In plain language, what log transformations do is that they squish the right tail of a given distribution. For example, imagine that you have some data about people's income. These tend to be positively skewed - most people will earn at or below the median wage, but they you have the few millionaires who earn 10- or 100-times more than the median.
If you try to model the income variable untransformed with an OLS linear model (e.g. linear regression, ANOVA), the model won't probably give you a great answer. The reason is that the model is trying its best to minimize the sum of squared distances from the trend. Since the millionaires may be 10- or 100-times away from the average person in terms of income, they will also be very far from the "trend" as you or I would think of it, and therefore the model will give them a much bigger weight than to the other people. Essentially, the model thinks that being couple $100,000 wrong for a few millionaires is more severe than being couple \$10,000 wrong for the average person. That may not be the case however - for the average person, a difference of \$10,000 in yearly earnings may be huge, whereas for a millionaire, \$100,000 here or there might not make as much of a difference.

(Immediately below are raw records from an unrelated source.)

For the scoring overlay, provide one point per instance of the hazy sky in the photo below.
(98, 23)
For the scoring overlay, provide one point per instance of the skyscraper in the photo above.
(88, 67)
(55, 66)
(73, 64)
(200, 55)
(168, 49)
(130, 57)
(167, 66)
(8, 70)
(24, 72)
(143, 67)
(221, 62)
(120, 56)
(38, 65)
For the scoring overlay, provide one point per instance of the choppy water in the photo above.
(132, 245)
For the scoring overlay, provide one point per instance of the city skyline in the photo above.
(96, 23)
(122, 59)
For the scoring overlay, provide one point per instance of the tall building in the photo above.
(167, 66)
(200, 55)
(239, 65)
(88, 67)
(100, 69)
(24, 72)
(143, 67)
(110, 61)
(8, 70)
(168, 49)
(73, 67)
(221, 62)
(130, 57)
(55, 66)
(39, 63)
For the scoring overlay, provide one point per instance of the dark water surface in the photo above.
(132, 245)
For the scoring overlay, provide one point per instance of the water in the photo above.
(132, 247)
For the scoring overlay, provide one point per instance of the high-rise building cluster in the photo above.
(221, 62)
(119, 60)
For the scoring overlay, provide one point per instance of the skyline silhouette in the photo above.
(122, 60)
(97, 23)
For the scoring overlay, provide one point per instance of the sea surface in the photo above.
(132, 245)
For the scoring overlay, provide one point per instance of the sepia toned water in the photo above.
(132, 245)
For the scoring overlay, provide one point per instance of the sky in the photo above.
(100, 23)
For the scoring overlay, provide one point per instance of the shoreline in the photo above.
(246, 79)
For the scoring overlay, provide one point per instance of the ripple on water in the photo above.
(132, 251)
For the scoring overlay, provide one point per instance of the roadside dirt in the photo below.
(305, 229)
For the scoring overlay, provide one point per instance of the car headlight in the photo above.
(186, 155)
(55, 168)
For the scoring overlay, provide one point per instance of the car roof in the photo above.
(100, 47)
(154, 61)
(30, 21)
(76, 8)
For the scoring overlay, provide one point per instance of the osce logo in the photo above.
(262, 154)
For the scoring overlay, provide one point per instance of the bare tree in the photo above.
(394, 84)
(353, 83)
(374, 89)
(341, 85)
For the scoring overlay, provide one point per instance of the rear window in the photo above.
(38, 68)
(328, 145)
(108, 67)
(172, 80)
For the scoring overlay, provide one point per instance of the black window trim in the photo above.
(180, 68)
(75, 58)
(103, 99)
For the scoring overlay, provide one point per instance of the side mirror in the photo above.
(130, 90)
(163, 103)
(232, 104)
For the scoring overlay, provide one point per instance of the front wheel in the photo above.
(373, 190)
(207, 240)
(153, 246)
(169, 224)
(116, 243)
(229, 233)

When you log transform, you squish exponential differences into linear differences. So, e.g., when you take a log with a base 10, the difference between \$10,000 and \$100,000 (2 - 3 = 1) is the same as the difference between \$100,000 and \$1,000,000 (3 - 4 = 1). I.e. the difference between a very poor person and someone in the upper-middle/lower-upper class is similar to the difference between upper-middle/lower-upper class and a super wealthy person (without transformation, the model would think that the upper-middle/lower-upper and poor person are MUCH, MUCH more similar than the upper-middle/lower-upper and the super wealthy).

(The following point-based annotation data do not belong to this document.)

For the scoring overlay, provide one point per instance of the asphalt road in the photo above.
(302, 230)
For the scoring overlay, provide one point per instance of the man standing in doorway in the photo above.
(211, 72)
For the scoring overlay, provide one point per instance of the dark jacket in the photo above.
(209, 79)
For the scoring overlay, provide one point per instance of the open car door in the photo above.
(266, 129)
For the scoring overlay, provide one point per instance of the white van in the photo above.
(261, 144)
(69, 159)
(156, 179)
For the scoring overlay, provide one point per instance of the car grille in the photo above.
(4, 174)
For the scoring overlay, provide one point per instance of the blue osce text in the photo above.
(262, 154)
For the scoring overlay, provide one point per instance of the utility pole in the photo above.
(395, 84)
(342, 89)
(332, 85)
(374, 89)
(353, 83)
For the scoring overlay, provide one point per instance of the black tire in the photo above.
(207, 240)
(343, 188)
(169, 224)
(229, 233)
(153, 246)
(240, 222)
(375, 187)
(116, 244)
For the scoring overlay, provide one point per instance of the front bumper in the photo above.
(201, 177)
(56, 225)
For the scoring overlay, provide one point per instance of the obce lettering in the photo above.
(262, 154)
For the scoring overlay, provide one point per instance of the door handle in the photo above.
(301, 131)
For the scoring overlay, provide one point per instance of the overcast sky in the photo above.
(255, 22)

If you model with log transformed variables, you have to keep in mind that the transformed predictors are no longer on the original scale. So a difference of 1 on a log-transformed scale corresponds to an exponential, or multiplicative difference. Whether or not a log-transformation is a good idea is a tricky question that depends on the context - you should ask yourself if it makes sense and if you can interpret the predictor after. It can help with extremely skewed data though, e.g. reaction times.